How does a G protein-coupled receptor interact with the heterotrimeric G protein? What are the contact sites, and how does it work at a distance to catalyze GTP/GDP exchange? What is the path through the molecule that ultimately causes GDP release? Dynamic measures of the conformational changes underlying signaling require a number of solution biophysical methods, such as fluorescence and electron paramagnetic resonance.  We are using the approach of engineering in Cys residues into Cys-less mutant G proteins that can then be targeted with fluorescent groups or nitroxides (Yang et al., JBC, 274, 2379, 1999). Such engineered G protein molecules can be monitored constantly as they undergo conformational changes during the activation and inactivation process. Injection of fluorescently labeled G protein subunits into cells allows trafficking to specific sites, and dynamic changes in their localization. Double Cys mutants can be used in fluorescence resonance energy transfer as well as electron paramagnetic resonance experiments to provide information about changes in intra- or inter-molecular distances during signaling, and cross-linking studies can assess the relevance of the conformational changes for the signaling process. Upon GTP binding to the G protein α subunit, what drives dissociation from the receptor?  These studies have been published in a number of papers, notably in Medkova et al., Biochem. 41, 9962, 2002; Preininger et al., Biochem. 42, 7931, 2003; Oldham et al., Nat Struct Mol Biol 13, 772, 2006; Oldham et al., Proc Natl Acad Sci USA 104, 7927, 2007;  Van Eps et al., Proc Natl Acad Sci USA 103, 16194, 2007; Preininger et al., Biochem., 47, 10281, 2008; Preininger et al., Biochem., 48, 2630, 2009, Van Eps et al., Proc Natl Acad Sci USA 108,9420,2011; Alexander et al., Nat Struct Mol Biol. 21,56 2013; Kaya et al., J Biol Chem. 289,24475, 2014; Kaya et al., J. Biol. Chem. 2016; reviewed in Oldham and Hamm, Nat Rev Mol Cell Biol, 9, 60, 2008.

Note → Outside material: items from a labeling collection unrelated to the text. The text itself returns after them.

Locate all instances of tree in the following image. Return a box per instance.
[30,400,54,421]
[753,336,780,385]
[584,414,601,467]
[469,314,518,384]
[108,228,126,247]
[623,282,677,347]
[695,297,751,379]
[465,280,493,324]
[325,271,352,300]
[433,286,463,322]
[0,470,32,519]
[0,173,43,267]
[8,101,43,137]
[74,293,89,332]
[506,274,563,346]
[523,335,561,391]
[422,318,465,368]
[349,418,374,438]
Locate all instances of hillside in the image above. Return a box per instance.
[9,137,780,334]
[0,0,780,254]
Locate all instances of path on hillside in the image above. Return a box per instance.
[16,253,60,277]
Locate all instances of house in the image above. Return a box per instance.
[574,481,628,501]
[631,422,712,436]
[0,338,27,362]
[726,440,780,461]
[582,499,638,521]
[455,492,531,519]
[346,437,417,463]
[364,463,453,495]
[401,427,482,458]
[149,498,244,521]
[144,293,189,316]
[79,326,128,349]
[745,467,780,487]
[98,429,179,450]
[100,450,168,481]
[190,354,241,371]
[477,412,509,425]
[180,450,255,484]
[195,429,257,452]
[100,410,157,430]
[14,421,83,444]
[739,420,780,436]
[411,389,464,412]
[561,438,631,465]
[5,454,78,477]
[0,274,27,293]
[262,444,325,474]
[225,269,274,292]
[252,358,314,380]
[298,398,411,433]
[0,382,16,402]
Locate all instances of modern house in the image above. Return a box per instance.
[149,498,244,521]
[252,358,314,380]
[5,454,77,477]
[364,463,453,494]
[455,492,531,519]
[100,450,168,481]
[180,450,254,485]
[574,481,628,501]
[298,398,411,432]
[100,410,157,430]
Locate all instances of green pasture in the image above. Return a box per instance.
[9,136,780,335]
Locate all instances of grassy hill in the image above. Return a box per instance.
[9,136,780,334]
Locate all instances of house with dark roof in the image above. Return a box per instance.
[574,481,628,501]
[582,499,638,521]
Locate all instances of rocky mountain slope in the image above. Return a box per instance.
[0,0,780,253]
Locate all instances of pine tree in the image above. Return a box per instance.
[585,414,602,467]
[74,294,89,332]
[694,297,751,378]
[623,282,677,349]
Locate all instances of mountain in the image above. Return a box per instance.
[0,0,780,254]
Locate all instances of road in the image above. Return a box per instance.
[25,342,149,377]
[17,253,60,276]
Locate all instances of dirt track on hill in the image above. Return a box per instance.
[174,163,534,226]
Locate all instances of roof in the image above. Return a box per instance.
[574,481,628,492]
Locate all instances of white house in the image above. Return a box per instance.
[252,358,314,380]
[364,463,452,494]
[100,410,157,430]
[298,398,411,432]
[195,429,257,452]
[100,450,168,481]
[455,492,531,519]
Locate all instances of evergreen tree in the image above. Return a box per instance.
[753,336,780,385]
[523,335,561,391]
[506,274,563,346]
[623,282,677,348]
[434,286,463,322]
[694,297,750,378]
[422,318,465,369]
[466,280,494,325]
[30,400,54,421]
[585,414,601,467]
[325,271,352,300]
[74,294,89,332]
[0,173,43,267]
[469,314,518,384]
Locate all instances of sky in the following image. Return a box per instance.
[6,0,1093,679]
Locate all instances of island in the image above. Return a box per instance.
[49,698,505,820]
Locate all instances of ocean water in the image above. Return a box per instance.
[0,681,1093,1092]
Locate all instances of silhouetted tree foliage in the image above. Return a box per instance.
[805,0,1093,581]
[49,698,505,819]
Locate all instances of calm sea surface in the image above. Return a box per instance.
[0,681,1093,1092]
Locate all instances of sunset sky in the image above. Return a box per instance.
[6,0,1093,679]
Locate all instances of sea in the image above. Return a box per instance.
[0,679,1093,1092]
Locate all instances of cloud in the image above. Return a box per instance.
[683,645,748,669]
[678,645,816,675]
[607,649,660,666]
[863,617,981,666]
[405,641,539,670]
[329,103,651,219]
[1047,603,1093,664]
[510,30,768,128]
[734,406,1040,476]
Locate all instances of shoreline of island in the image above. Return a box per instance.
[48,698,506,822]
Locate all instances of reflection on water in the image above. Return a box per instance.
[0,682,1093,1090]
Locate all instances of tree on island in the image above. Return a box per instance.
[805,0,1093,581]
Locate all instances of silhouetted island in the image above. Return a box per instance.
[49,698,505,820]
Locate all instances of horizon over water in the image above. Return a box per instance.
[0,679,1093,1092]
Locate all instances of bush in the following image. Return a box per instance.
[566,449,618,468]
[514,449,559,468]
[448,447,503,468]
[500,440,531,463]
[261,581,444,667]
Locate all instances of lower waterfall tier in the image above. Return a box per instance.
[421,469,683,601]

Mathematical modeling of G protein signaling networks

Various physiological responses appear to be controlled by multiple G proteins suggesting a network of interactions between multiple G protein pathways. Cells respond to a variety of signals, and cellular responses are really network responses that need network approaches to analyze them within the context of integrated physiological responses. Thus we have begun to identify systems functions of G protein pathways within the context of integrated physiological responses, and we are applying mathematical modeling approaches to understand these networks of G protein signaling pathways. We have been doing iterative experimentation and modeling studies on two main problems, visual transduction in rod photoreceptors  (Andreucci et al., Biophys J 85, 1358, 2003; Caruso et al., Syst Biol, 152, 119, 2005; Caruso et al., Biophys J 91, 1192, 2006; Bisegna et al., Biophys J 94, 3363, 2008; Shen et al., IET Syst Biol 4, 12, 2010; Caruso et al., Proc Natl Acad Sci USA, 108, 7804, 2011) and the more complex signaling in endothelial cells (McLaughlin et al., J Biol Chem, 280, 25048, 2005;  Lenoci et al., Mol Biosyst 7, 1129, 2011) .

The combined structural, functional and systems information will contribute to our understanding of basic mechanisms of cellular activation by a variety of signals, and will also provide insight into diseases that affect G protein-mediated function.